LIHUE — A man who grew up on Kauai was sentenced in federal court Tuesday to over 15 years in prison for drug trafficking.
Carlos Olvera, 36, pleaded guilty to conspiracy to distribute a controlled substance for his role in orchestrating a shipment of crystal methamphetamine to Kauai from inside a jail in California, according to federal court documents.
Olvera arranged and organized the two-pound meth shipment on Aug. 30, 2018, “while incarcerated in a San Diego County Sheriff’s facility,” a U.S. Drug Enforcement Administration agent said in an affidavit attached to charging documents in Olvera’s case.
In the affidavit, DEA Special Agent Jennifer Hull said that during the course of the investigation, DEA agents reviewed “jail calls, jail emails, and telephone text messages” to form a time line of the drug trafficking organization’s activities and linked Olvera to the drug shipment through recorded phone calls he made from jail to his co-conspirators, discussing their plans and involvement.
Hull’s affidavit also said DEA agents browsed Olvera’s Facebook account to learn the nicknames of associates they suspected were involved in his illegal activities and then used voice recognition technology to identify one of the men Olvera ordered to ship the methamphetamine.
Two packages, each containing roughly a pound of crystal meth, arrived on Kauai in early September 2018, where a Kauai police officer intercepted them, with the help of a drug-sniffing dog, according to charging documents in federal cases brought against five people involved with organizing, shipping and receiving the drugs.
Police confiscated the bags of ice, and decoys, pager devices and florescent powder were placed inside the boxes, which were then delivered to the Koloa address by an undercover KPD officer posing as a UPS employee.

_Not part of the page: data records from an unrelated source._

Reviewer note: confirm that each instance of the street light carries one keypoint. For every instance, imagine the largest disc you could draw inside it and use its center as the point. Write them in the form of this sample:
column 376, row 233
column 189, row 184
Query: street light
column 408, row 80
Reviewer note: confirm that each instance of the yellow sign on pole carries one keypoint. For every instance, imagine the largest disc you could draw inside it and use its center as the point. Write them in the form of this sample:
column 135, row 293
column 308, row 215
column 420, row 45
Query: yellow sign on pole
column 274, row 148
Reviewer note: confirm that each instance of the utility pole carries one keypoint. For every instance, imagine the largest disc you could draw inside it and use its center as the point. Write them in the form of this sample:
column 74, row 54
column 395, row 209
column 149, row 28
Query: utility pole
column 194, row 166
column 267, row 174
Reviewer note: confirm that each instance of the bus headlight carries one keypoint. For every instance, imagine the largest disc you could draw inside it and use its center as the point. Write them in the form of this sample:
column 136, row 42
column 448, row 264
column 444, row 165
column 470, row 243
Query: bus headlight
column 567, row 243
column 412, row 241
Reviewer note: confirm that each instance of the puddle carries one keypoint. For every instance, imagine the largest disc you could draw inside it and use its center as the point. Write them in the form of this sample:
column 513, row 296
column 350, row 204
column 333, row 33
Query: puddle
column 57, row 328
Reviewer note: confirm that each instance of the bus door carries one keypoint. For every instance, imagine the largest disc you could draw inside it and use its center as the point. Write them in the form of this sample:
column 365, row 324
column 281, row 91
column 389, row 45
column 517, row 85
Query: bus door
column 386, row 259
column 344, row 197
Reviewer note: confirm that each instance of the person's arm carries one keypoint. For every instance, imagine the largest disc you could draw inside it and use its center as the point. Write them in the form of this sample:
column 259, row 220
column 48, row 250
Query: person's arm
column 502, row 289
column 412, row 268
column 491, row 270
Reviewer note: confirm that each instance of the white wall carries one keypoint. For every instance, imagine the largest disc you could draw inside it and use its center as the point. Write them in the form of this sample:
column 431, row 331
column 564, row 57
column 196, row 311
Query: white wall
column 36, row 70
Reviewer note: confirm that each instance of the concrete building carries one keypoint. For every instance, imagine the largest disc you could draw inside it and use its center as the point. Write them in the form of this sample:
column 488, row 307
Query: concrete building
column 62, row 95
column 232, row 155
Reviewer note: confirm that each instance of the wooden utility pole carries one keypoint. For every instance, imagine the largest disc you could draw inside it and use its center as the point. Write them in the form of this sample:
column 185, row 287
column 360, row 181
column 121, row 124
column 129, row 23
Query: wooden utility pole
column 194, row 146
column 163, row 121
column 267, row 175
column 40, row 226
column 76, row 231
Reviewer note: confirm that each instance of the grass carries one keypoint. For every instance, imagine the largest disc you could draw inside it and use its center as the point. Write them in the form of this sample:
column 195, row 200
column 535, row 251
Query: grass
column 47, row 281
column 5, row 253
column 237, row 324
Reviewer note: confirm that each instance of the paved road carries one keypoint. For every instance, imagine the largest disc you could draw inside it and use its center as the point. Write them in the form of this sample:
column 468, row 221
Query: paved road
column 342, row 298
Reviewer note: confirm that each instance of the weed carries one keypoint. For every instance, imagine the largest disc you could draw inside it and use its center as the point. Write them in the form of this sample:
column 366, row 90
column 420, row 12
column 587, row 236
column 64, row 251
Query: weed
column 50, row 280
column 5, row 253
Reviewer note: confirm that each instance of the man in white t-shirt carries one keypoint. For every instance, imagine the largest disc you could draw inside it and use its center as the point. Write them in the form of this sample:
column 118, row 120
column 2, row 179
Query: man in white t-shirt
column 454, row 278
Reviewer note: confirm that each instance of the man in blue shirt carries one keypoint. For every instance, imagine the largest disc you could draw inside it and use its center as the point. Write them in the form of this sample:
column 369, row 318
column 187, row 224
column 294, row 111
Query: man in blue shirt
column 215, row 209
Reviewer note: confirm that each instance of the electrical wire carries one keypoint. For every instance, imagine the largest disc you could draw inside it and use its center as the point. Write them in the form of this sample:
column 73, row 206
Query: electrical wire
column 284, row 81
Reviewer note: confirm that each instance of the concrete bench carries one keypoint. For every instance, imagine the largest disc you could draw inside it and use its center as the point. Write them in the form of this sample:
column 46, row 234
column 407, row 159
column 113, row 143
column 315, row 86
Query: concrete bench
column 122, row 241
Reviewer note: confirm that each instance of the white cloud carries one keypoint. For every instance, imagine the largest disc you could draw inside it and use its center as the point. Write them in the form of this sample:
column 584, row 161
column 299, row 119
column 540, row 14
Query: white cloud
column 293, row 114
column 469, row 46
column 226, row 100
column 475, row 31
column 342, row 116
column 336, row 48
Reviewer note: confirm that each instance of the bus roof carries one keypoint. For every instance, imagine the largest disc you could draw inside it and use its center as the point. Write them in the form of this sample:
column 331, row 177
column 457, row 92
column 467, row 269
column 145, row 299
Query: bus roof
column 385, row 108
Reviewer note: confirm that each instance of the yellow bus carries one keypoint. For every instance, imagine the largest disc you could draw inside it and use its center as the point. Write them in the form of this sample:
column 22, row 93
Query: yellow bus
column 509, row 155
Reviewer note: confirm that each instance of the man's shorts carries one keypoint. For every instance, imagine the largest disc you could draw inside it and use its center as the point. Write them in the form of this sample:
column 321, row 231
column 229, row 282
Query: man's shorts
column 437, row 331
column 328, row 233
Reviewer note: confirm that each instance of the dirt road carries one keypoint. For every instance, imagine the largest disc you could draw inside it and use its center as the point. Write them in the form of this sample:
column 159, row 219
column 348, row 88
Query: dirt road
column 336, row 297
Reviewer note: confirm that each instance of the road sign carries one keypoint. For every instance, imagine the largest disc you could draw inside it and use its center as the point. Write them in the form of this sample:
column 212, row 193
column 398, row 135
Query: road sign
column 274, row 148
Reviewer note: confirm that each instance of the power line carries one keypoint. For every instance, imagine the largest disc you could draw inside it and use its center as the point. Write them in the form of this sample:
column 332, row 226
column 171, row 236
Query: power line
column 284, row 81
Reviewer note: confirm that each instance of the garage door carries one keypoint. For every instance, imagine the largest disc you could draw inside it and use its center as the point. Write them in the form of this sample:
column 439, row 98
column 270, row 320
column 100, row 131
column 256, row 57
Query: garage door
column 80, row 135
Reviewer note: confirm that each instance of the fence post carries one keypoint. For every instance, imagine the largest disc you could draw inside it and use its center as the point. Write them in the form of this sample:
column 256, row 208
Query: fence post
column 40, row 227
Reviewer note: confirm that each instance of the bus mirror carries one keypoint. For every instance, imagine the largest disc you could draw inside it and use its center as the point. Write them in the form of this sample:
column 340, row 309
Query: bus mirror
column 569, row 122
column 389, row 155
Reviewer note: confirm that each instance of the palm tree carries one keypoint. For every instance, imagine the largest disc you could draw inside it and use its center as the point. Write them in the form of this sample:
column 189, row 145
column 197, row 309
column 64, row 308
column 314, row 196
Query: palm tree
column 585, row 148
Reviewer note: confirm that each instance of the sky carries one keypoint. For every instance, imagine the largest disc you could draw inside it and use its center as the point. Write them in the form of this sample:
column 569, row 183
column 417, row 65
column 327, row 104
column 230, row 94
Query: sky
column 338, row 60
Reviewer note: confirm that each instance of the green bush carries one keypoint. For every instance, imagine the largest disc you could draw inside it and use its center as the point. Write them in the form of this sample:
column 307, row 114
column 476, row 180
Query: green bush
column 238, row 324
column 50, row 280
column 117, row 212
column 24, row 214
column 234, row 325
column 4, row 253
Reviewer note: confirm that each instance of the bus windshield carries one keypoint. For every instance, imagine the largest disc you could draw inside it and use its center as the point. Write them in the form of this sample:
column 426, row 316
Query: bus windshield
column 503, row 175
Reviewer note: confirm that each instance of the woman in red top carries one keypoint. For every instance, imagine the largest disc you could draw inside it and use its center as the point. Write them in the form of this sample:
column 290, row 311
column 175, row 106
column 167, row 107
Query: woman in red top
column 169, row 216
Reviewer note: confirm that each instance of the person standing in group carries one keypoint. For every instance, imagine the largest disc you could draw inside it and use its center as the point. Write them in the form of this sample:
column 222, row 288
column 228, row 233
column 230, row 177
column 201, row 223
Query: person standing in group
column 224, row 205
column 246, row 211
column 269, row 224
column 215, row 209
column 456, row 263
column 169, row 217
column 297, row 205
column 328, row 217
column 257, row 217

The sting operation led to federal charges against two people inside the Koloa home, Leonard Aguinaldo, who signed for the parcels, and Nancy Igaya, who opened them and later admitted to ordering the meth, according to charging documents in the case.
Both Aguinaldo and Igaya later pleaded guilty and got about five years in prison for their role in the failed drug smuggling operation.
Two men responsible for shipping the meth from California at Olvera’s request also pleaded guilty in the past few months to federal charges and are awaiting sentencing.
After Igaya’s arrest, DEA agents “downloaded” her cell phone and reviewed the text messages and calls to Olvera, further establishing a timeline of the group’s activities and “revealing conversations about drug trafficking activities,” Hull said in an affidavit.
The text messages show Olvera and Igaya growing concerned about the shipment when it still hadn’t arrived in Kauai six days after it was sent from California.
“So the presents are delayed?” Olvera asked.
“Yeah, but the thing went back to Honolulu and it said it went out for delivery on Tuesday, but the thing then just go back to the post office in Lihue,” Igaya responded on the evening of Sept. 6, 2018, less than 24 hours after the parcels had been seized by KPD.
Three days later, Olvera placed a call from jail to Victor Miranda, one of the men in California he had instructed to make the shipment, according to excerpted transcripts of the conversations included in the DEA agent’s affidavit.
“I got some bad news for you,” Miranda said.